Typische Einsatzbereiche für Griffe
Eingesetzt werden Griffe an Maschinenverkleidungen, Wartungsklappen, Transportboxen, Bediengehäusen, Geräteeinheiten oder Innenraumelementen von Fahrzeugen. Je nach Anwendung dienen sie als fester Haltepunkt, als Tragegriff für mobile Komponenten oder als Bedienelement für wiederkehrende Handgriffe. In industriellen Umgebungen können zusätzlich Anforderungen an Reinigbarkeit, Medienbeständigkeit oder eine sichere Bedienung mit Handschuhen bestehen.

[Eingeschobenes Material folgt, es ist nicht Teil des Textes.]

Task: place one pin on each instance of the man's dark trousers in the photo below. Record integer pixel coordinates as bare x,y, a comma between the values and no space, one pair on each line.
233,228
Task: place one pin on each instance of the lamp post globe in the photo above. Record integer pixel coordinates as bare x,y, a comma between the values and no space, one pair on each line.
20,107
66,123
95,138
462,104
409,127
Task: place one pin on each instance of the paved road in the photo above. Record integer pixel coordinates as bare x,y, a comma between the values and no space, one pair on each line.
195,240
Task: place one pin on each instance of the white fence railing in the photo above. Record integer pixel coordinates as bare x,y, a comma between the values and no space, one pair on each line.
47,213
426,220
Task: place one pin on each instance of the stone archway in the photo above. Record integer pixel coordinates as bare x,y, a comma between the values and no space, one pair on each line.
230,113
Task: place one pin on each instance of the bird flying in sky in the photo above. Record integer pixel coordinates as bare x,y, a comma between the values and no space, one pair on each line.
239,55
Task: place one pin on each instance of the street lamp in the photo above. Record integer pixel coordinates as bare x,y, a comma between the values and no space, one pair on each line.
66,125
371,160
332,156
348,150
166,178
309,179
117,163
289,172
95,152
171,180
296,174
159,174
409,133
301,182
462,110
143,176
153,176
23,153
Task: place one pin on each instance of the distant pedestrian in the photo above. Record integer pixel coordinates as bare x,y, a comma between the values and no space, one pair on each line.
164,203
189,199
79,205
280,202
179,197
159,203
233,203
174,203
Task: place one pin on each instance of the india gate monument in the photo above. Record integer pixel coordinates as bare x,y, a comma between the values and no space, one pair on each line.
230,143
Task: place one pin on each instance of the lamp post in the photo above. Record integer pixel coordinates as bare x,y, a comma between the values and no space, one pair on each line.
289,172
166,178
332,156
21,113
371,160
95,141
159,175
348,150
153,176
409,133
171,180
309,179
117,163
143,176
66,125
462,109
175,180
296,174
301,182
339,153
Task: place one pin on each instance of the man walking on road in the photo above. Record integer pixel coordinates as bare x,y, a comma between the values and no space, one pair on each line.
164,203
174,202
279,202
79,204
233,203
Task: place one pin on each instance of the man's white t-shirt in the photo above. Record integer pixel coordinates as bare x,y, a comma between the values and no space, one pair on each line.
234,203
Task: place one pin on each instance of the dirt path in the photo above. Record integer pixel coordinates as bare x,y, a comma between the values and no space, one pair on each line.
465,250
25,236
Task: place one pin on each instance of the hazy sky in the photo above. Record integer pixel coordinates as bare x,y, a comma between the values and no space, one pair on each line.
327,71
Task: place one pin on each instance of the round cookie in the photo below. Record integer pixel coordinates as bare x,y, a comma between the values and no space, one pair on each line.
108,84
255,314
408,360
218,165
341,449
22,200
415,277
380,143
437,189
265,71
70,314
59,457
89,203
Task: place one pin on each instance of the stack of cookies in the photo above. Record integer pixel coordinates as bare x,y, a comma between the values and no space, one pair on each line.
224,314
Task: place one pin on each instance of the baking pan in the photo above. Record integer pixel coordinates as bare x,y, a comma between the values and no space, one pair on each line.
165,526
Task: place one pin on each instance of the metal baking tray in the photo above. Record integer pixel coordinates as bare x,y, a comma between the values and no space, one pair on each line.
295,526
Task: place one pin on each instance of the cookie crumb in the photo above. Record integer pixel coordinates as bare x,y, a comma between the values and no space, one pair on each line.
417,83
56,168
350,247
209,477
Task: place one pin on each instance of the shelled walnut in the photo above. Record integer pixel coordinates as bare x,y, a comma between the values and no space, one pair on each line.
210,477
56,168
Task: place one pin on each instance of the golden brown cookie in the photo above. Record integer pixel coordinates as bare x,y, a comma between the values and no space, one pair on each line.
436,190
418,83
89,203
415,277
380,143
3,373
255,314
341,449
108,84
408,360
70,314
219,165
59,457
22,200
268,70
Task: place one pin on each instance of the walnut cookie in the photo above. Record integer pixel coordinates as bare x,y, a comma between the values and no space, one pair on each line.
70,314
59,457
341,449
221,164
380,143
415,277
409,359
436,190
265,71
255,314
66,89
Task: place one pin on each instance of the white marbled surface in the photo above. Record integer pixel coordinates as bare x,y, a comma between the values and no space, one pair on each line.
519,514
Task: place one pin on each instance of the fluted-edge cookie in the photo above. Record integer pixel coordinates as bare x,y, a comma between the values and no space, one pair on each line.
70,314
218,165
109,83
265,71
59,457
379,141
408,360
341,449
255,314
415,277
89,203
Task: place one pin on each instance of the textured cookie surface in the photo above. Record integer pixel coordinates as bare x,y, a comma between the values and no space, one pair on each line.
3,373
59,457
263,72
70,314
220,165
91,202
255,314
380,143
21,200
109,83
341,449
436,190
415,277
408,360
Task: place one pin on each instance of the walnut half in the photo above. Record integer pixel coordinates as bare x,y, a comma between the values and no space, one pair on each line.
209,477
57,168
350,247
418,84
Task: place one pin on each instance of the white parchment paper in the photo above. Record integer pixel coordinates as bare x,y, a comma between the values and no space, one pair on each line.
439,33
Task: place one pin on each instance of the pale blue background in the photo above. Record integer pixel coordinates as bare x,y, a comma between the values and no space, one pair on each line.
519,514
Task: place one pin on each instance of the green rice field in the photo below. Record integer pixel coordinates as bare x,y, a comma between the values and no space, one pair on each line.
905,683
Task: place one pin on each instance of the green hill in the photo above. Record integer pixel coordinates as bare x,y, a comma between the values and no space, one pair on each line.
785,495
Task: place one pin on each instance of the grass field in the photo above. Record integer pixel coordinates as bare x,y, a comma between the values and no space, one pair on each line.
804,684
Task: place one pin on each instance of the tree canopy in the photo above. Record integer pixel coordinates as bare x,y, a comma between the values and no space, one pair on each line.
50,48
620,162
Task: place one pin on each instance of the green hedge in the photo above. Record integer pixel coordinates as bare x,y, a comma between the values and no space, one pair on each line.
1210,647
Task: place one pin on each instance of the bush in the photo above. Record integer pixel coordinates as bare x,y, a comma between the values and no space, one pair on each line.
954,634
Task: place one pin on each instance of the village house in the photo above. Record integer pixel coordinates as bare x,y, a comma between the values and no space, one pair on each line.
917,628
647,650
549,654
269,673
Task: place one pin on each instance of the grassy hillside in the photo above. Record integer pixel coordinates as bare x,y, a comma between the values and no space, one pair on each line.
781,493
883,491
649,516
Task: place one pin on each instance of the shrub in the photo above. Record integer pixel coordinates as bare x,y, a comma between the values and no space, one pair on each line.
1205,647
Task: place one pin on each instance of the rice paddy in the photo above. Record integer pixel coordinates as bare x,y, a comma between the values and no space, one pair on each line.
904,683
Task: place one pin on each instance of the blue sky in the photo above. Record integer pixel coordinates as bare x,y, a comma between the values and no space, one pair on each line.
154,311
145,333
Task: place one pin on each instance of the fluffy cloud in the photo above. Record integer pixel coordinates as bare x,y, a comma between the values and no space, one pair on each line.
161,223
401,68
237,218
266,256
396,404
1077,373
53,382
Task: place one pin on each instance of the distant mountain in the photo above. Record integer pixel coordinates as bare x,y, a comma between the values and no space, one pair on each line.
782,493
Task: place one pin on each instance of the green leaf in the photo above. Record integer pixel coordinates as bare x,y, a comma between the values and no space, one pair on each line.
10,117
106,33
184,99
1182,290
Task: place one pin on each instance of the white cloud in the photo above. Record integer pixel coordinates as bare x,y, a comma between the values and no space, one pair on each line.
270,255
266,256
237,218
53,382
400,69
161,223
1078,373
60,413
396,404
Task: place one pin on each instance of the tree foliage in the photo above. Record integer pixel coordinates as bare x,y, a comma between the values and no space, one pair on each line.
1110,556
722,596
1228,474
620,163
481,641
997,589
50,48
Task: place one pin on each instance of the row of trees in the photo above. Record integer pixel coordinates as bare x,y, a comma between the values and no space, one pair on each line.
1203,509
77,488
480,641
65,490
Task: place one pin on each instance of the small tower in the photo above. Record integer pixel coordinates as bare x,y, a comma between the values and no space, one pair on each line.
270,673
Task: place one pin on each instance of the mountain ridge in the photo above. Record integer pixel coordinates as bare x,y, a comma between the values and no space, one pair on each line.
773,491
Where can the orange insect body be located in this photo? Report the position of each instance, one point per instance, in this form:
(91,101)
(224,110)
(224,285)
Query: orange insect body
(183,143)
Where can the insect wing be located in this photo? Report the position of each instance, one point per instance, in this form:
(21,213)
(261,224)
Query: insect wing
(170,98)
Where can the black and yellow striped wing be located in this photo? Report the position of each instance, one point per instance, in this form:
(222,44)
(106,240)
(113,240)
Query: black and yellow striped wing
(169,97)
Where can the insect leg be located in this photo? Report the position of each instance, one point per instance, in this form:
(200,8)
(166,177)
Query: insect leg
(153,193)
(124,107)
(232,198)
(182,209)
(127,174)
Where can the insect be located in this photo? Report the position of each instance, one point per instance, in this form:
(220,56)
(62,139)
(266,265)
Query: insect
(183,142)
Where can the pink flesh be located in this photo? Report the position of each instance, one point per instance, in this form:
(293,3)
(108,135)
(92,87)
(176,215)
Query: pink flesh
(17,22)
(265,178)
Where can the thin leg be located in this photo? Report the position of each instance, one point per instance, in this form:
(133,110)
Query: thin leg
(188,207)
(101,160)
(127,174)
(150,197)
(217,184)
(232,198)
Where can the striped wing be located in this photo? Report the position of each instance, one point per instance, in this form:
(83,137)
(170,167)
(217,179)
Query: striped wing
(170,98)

Bauformen, Ausführung und Befestigung
Griffe sind in unterschiedlichen Bauformen erhältlich, etwa als Bügelgriff, Schalengriff, Klappgriff oder als griffähnliche Leiste. Sie können einteilig aus Kunststoff gefertigt oder mit weiteren Komponenten kombiniert sein, zum Beispiel mit Gewindeeinsätzen, Metallverstärkungen oder rutschhemmenden Oberflächen. Die Auswahl richtet sich nach Einbausituation, benötigter Belastbarkeit, Platzverhältnissen sowie danach, ob der Griff dauerhaft montiert, versenkt oder beweglich ausgeführt werden soll.
Abgrenzung zu Gehäusen, Normteilen und Schutzvorrichtungen
Griffe sind keine Gehäuse- oder Verkleidungsteile, auch wenn sie daran montiert oder in diese integriert sein können. Im Unterschied zu Normteilen stehen bei Griffen nicht standardisierte Verbindungselemente oder Kleinteile im Vordergrund, sondern die manuelle Handhabung. Von Schutzvorrichtungen unterscheiden sie sich dadurch, dass sie keine Schutzfunktion gegen Gefährdungen übernehmen, sondern einen kontrollierten Zugriff oder eine sichere Bedienung ermöglichen.